Scontro ai vertici della procura di
Milano
Il
sistema giustizia in mano alle correnti
Tramite
la denuncia al Csm del procuratore aggiunto Alfredo Robledo di
Milano nei confronti del procuratore Edmondo Bruti Liberati, si è
scoperto che all’interno della procura di Milano è in corso da tempo
una vera e propria guerra interna tra fazioni, o meglio tra
correnti. In realtà è il segreto di Pulcinella e, chi conosce bene
l’ambiente togato , queste divisioni e assegnazioni a seconda la
convenienza e “fratellanze”, sono guerre permanenti che avvengono in
molte procure importanti.
Il magistrato Robledo, che appartiene alla corrente di Magistratura
indipendente, si è sentito espropriato dalle sue indagini che
venivano sistematicamente assegnate ai suoi colleghi che
appartengono alla corrente di Magistratura democratica: esisterebbe
una sorta di “cerchio magico” composto dagli esponenti della Md come
Bruti Liberati stesso, il capo del pool reati finanziari Francesco
Greco, la Boccassini, il vice capo dell’ufficio gip Claudio Castelli
e molti dei presidenti di sezione del tribunale civile e penale.
Tramite questa denuncia si mette in evidenza anche un altro aspetto
importantissimo e grave. Robledo, tramite la lettera indirizzata al
Csm, denuncia il fatto che aveva intenzione di far partire il prima
possibile un indagine relativa ad un ipotesi di reato (scaturita da
un’inchiesta giornalistica) nei confronti della gestione
dell’ospedale milanese San Raffaele, e che Bruti Liberati gli
avrebbe mandato una comunicazione: “In ragione della estrema
delicatezza della complessiva vicenda San Raffaele” ordinava che
“nel frattempo” non venisse “disposta alcuna nuova iscrizione, né,
ovviamente, presa alcuna iniziativa d’indagine”. Quindi in questo
caso l’obbligatorietà dell’azione penale non è stata rispettata: un
motivo in più per abolirla visto che l’azione penale viene in realtà
condotta a seconda la convenienza del momento.
In questa storia viene insomma a galla quel segreto di Pulcinella
che riguarda l’intero apparato giudiziario. A causa di una
sottocultura giustizialista e legalitaria che ha divinizzato
l’Istituzione giudiziaria si è perso di vista che la magistratura è
un potere dello Stato: e in barba della Costituzione stessa, è un
organismo politico (iper lottizzato) potentissimo e che, come ogni
potere, vige una lotta interna tra fazioni. Il problema è che,
questa guerra corporativa, crea malagiustizia e stritola vite umane
che sfortunatamente incappano in quel meccanismo dove è difficile
uscirne fuori indenne fisicamente e mentalmente.

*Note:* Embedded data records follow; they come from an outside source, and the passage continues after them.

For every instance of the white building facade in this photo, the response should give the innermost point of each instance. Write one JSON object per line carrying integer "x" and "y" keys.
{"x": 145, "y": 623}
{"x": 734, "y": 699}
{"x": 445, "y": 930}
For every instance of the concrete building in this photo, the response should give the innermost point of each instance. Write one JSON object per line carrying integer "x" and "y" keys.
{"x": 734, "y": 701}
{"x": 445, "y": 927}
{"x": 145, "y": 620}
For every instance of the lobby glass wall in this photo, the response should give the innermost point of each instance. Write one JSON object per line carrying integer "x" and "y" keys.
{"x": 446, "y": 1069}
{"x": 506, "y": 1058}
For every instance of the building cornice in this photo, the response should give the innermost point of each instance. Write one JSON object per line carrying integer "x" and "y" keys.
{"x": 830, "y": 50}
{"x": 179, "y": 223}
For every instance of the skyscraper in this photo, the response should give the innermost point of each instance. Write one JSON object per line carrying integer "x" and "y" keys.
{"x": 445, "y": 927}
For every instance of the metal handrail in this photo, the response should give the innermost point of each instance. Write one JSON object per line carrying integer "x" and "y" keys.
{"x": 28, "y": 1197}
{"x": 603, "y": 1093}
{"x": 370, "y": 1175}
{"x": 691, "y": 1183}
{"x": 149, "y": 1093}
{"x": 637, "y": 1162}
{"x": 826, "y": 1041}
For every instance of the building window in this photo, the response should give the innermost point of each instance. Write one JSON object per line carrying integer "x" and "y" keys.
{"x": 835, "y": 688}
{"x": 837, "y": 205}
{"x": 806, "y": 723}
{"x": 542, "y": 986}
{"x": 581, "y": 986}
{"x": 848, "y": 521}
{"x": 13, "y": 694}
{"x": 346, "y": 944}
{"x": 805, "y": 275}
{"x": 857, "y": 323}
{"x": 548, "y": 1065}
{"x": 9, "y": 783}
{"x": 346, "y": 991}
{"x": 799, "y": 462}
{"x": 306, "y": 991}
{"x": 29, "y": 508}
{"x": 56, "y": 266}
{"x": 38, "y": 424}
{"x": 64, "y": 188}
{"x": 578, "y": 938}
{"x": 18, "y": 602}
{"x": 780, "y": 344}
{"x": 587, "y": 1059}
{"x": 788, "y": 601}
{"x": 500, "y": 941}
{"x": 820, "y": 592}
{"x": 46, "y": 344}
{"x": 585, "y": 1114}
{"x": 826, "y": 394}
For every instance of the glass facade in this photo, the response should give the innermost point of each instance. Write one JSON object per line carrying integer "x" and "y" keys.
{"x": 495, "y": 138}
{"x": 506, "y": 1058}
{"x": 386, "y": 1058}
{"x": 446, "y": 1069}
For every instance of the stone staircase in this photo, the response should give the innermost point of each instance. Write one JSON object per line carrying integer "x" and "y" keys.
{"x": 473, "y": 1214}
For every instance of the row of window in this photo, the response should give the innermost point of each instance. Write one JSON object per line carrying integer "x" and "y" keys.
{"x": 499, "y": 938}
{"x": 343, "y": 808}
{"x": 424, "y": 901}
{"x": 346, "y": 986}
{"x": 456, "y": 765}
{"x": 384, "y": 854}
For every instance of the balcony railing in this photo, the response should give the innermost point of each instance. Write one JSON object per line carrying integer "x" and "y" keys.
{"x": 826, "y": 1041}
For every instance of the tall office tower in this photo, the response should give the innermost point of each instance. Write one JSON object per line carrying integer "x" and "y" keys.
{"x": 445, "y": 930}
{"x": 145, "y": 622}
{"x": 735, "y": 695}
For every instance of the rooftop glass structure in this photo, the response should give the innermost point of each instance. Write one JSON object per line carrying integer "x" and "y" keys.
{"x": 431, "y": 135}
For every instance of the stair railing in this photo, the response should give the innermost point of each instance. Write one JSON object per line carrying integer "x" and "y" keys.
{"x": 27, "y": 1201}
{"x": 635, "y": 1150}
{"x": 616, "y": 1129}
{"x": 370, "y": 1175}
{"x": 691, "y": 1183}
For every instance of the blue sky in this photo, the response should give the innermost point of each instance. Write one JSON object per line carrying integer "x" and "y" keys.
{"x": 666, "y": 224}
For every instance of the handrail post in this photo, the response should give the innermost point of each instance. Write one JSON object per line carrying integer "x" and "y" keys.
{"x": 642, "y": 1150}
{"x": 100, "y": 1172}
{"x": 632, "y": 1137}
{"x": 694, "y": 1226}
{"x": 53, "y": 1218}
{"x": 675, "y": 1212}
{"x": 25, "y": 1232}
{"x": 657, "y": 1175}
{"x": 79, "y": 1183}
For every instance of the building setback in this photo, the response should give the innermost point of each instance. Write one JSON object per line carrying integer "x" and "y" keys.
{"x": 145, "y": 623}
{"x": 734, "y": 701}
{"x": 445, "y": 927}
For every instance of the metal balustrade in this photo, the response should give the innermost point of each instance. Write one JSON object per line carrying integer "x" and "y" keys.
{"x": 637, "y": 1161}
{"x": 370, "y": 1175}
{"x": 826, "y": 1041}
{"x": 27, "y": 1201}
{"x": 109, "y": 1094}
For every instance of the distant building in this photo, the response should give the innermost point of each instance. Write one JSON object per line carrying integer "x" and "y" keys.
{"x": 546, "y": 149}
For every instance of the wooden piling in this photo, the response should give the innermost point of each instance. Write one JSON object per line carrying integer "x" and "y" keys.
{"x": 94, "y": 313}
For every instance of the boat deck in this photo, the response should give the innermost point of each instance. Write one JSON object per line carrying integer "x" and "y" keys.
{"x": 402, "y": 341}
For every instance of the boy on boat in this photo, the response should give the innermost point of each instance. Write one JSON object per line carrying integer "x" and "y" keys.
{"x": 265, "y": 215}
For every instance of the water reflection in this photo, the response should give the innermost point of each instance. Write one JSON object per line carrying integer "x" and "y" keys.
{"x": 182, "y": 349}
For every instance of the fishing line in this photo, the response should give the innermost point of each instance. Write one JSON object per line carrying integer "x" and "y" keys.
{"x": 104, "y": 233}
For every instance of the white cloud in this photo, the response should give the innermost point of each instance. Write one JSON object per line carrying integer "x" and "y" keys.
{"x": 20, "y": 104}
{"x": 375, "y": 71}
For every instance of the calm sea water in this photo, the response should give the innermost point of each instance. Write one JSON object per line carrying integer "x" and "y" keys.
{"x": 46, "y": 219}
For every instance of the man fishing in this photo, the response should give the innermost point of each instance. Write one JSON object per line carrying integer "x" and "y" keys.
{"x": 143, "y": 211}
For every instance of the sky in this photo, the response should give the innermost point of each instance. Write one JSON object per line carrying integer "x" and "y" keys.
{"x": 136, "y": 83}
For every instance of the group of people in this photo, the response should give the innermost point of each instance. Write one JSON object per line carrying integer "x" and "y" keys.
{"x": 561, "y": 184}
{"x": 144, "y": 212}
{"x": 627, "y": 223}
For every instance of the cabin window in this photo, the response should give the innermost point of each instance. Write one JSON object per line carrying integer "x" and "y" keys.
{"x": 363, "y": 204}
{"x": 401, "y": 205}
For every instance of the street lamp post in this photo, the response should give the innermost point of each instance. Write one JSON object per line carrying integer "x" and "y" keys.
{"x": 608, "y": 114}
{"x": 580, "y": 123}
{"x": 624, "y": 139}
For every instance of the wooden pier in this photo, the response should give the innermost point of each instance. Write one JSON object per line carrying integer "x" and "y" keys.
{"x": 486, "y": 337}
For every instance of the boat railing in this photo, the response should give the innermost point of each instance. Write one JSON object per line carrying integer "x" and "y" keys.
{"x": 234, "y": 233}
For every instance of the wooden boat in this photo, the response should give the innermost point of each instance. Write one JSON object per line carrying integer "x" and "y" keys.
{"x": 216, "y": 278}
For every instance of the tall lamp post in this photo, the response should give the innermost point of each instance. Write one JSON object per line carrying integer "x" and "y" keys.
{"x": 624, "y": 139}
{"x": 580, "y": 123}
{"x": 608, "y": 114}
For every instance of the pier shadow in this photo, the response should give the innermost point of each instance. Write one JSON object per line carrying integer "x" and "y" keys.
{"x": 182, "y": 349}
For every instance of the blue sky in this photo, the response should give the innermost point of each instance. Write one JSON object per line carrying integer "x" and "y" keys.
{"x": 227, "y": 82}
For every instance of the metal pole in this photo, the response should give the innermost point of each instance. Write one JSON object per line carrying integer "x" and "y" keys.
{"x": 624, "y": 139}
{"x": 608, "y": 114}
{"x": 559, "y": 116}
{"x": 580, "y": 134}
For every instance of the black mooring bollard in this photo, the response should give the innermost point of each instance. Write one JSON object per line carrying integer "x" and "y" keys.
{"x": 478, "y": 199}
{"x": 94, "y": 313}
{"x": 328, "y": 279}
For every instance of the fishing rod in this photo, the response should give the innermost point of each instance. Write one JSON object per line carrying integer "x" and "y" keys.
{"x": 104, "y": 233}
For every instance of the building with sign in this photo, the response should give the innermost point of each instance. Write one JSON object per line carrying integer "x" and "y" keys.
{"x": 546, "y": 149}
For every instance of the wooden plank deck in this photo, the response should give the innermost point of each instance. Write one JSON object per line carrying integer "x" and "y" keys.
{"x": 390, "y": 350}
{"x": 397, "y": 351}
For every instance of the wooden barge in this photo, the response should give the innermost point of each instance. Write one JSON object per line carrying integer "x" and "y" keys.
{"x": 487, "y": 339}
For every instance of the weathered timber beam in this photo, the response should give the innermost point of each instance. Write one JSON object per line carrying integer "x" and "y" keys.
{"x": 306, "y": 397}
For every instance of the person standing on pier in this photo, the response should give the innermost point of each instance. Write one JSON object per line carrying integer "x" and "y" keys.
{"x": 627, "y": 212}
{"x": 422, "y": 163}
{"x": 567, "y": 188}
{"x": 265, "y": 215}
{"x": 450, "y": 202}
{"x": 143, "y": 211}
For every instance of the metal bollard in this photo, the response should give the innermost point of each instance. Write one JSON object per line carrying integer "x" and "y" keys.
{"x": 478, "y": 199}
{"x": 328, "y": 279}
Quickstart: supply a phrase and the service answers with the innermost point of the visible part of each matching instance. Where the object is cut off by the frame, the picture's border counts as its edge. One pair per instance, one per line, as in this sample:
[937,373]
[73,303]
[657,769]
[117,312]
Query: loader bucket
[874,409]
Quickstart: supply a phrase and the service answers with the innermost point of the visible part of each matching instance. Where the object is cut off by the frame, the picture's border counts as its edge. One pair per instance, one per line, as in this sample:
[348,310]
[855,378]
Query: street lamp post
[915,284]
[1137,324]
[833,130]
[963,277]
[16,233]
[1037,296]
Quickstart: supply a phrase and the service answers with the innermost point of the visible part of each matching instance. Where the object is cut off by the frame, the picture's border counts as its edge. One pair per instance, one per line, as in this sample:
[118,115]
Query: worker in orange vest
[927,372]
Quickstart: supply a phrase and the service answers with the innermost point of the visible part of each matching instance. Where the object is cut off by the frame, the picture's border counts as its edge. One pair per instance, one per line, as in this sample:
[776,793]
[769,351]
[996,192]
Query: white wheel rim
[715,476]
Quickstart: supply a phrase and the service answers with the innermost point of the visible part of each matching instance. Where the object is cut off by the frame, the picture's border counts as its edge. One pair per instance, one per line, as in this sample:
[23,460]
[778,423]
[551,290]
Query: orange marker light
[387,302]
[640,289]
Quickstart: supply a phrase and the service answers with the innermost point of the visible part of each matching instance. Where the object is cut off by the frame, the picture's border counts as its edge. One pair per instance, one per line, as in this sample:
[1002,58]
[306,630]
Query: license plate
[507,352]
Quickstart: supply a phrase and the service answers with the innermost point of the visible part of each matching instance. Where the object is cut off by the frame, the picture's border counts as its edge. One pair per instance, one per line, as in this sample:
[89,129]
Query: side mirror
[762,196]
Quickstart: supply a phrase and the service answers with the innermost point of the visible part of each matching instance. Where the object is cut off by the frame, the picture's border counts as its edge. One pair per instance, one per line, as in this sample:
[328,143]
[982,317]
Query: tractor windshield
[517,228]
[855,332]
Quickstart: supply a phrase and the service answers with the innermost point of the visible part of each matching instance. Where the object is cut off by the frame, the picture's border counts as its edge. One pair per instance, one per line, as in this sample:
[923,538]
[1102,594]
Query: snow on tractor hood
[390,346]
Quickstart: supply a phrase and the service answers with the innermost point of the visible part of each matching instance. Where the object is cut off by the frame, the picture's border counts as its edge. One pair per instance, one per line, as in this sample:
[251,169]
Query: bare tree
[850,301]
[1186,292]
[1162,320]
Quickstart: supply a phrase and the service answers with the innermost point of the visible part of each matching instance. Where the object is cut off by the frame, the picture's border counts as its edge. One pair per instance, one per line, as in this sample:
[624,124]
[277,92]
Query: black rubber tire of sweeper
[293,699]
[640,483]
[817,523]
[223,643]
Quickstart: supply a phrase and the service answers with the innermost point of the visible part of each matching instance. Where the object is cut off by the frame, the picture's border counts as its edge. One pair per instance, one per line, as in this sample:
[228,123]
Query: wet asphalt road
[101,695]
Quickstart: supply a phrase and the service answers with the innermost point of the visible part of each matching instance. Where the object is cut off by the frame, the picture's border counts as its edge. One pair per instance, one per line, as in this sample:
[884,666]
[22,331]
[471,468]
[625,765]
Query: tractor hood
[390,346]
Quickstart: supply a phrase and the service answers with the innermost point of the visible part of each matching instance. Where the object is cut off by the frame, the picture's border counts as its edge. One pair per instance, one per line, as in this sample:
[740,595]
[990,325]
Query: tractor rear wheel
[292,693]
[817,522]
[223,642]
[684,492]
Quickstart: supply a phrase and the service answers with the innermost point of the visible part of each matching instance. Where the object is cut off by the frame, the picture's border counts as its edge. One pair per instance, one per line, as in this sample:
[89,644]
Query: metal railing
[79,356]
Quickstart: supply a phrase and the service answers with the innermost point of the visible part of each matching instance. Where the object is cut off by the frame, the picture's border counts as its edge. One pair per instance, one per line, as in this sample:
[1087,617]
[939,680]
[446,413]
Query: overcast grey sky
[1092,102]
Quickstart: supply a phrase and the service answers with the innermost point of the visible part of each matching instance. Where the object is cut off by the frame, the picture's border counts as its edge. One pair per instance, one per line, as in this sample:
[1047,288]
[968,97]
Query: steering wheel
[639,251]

Ma in tutta questa storia c’è una questione a parer mio ridicola:
ovvero la denuncia portata al Csm. E’ come se, per denunciare un
dirigente industriale, uno si rivolgesse al manager che egli stesso
ha voluto. Mi spiego meglio. La nomina dei capi delle procure (come
Liberati) la fa il Csm stesso che decide forte di una maggioranza di
due terzi eletta dagli stessi magistrati: nomine che avvengono in
base agli equilibri all’interno del sindacato delle toghe, l’Anm, e
delle correnti “politiche” come Magistratura democratica, Unicost,
Area e Magistratura indipendente. Quindi è un cane che si morde la
coda.
Senza una riforma seria dell’intero apparato giudiziario (e il
Governo Renzi si tiene ben lontano dal farlo) e penitenziario non
cambierà mai nulla. Nessuna denuncia né scandalo potrà portare
qualche beneficio: la magistratura non si autoriformerà mai.